Nocturnes & Other Songs Op. 2
The Wooden Wolf
2013
Press Eject And Give Me A Tape

The Wooden Wolf - Nocturnes & Other Songs Op. 2

Un soir de solitude. Un de plus, venteux, à faire bailler les soupiraux d’ennui. La télé, poussiéreuse et éteinte, n’amène pas grand-chose. Les compulsifs de la zapette consumériste gonflés d’arrogance crasse, je les laisse. Ils sont invisibles au final. Ils n’apportent rien. Devant mon ordi, ma bière, ma clope, trio gagnant du geek tendance névrotique, j’allais et venais. Page après page, sans but précis, seulement le geste mécanique de cliquer et de voir apparaitre, écouter une nouvelle page (si on est sur bandcamp). Et puis, un clic en amenant un autre (clic, clic), j’en arrive sur une. Une page comme tant d’autre. C’est d’abord la pochette qui interpelle, souvenirs d’études et d’autres croquis hâtifs toujours plus beaux que le projet finalisé. C’était un soir de solitude. Les arbres décharnés vibraient des brèves bourrasques alentours. Un projet plus ou moins solitaire, Une voix écorchée s’élève, dont le vent semble amener chaque particule. Des petites pierres qui roulent et qu’on regarde sans savoir pourquoi, une voiture qui passe au lointain. Une guitare aux arrangements simples mais tellement adéquats, enivrants. Souffles. Souvenirs encore. C’est bon. Il y respire l’humilité, la manière de partager, la douceur acre du romarin. Les grands espaces…

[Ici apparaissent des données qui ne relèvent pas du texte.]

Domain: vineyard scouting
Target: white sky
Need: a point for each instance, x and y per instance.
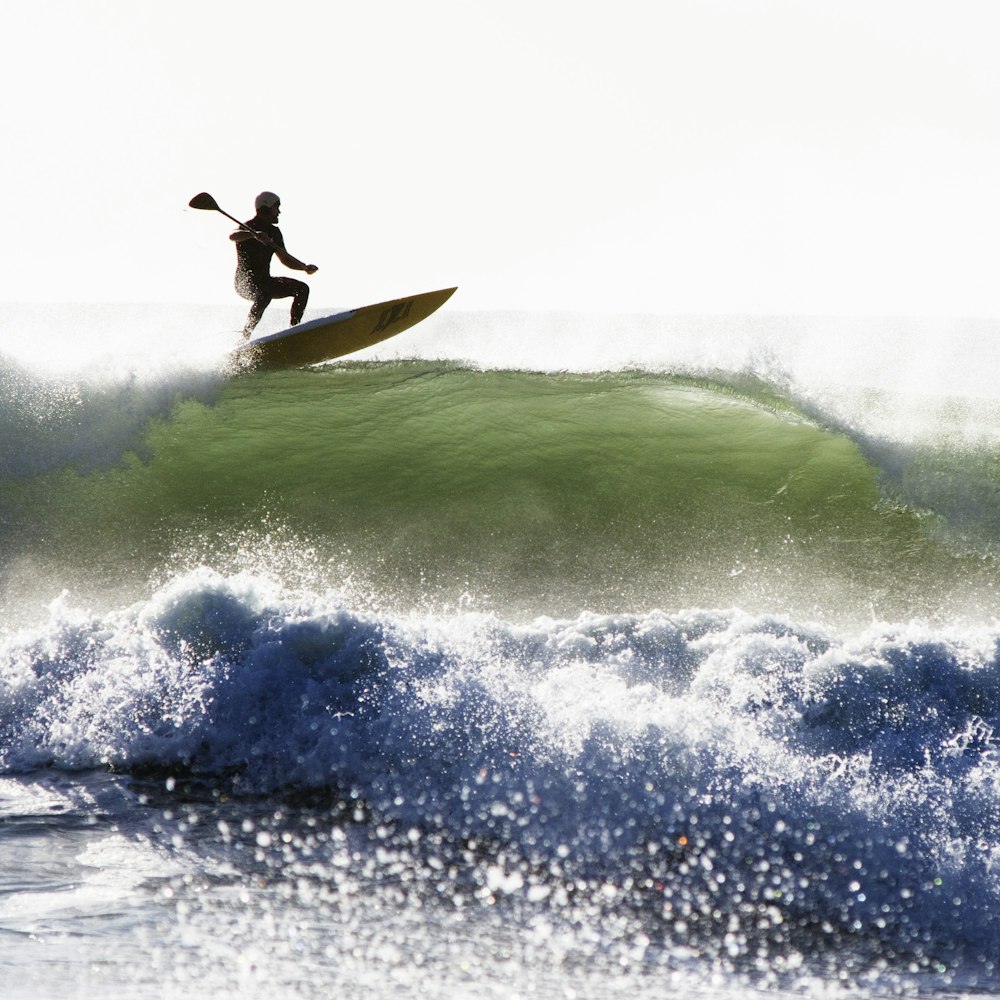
(712, 156)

Oui, j’y pense comme ça. Ça parait tellement simple, gratuit, neuneu. Le folk et les grands espaces, merci l’artiste. L’espace et l’intime. « Gravity » sur le plancher des vaches, « Pat Garrett & Billy The Kid » en orbite. Les terrains vagues et vierges, ocres, touffus et denses, le livre écorné de Christopher McCandless dans un coin du sac-à-dos entre le carnet de croquis A4, les crayons et le réchaud Décathlon. Le réseau, en prime, ne passe pas, la carte Navigo ne sert à rien même si on la garde quand même dans la poche du jean, telle une relique, un signe d’appartenance abscons. C’est débile, quelque part. Passons… On respire chaque parcelle d’histoires. Celles d’amours perdues ou naissantes, de désillusions, d’espoirs comme une voix intérieure (« She Is Like A Song »). Ces chants, c’est notre dialogue, un de ceux qu’on se fait, seul, reposé, nez vers la fenêtre entre les néons blafards et les formes fantomatiques des branches des marronniers.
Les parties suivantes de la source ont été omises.